Tools for an Unknown Prospect
Unknown Prospect is an assemblage and collaboration with Ochre that responds to extractive industry. I am exploring methods of design in relation with the more-than-human as an alternative to design research and practices that serve infinite production and capitalist culture. Ochre is not only mineral pigment, but terrestrial beings that have an ancient relationship with human culture. I enlist these geological interlocutors in creative work and printmaking to make drawings, maps, and books that extend beyond the colonial record. Ochre not only makes color material, it activates its own agency in world-making. It realizes the desert as more than the colonial narrative of barren, criminal wasteland or public commodity. Ochre confronts the misconception of land left over as recreational ‘play-ground’ where humans can have ‘no impact’ and take no account for the erasure and enslavement of indigenous women and children. The desert is more than an abundant ecosystem with a staggering number of endemic species and access to millions of years of geological memory — these lands are the ancestral territory of sovereign indigenous tribes. This film reveals one view of the pluriverse, as seen from the desert, as told by ochre.
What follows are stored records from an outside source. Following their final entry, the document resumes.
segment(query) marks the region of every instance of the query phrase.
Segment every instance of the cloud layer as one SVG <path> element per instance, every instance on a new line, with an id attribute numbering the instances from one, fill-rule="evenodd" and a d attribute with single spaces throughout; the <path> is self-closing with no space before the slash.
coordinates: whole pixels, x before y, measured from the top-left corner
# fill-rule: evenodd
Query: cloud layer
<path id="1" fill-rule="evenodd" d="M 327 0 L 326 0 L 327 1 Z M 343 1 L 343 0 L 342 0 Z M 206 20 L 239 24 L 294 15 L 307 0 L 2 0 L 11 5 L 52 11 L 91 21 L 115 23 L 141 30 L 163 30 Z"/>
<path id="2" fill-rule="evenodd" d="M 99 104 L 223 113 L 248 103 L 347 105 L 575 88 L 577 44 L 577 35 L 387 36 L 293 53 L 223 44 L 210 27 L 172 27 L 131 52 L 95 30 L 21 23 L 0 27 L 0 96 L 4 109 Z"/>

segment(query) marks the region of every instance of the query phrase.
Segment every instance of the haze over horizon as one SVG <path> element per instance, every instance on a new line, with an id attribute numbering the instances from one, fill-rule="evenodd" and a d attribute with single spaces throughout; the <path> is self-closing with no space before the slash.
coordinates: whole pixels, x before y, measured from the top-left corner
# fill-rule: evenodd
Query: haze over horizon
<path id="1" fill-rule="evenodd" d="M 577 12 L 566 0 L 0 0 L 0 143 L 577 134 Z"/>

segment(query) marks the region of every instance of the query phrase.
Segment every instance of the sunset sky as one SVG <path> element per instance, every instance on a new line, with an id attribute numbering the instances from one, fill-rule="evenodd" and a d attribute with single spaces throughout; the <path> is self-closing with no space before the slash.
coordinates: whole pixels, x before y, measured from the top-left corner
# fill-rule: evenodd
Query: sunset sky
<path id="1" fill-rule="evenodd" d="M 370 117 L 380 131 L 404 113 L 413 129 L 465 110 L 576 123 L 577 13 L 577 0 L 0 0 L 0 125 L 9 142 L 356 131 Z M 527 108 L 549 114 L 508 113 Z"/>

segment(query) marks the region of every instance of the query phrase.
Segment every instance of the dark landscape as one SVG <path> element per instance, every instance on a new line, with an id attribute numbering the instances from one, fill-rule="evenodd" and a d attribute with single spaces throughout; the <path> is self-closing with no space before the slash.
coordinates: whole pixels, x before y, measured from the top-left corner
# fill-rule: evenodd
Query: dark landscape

Ochre; ecofeminism; practice; design
Elpitha Tsoutsounakis (she/her) is a Cretan-American designer, printer, and educator based in so-called Salt Lake City, Utah. She is an Assistant Professor and founding faculty in the Multi-disciplinary Design program at the University of Utah where she teaches design studios, research methods, and visual strategy. As a first-generation college student raised in an immigrant family she completed her B.S. Architecture at the University of Utah in 2003 and her M.Arch at the University of Texas at Austin in 2006. Her education in architecture informs design research and creative practice in printmaking, book arts, and Ochres engaging issues of design ethics, materiality, ecofeminism, and the human relationship to the more-than-human. She established the Fieldwork Platform to bring together diverse community partners involved in management, stewardship, and experience in so-called public lands through inter-disciplinary research, education, and publication.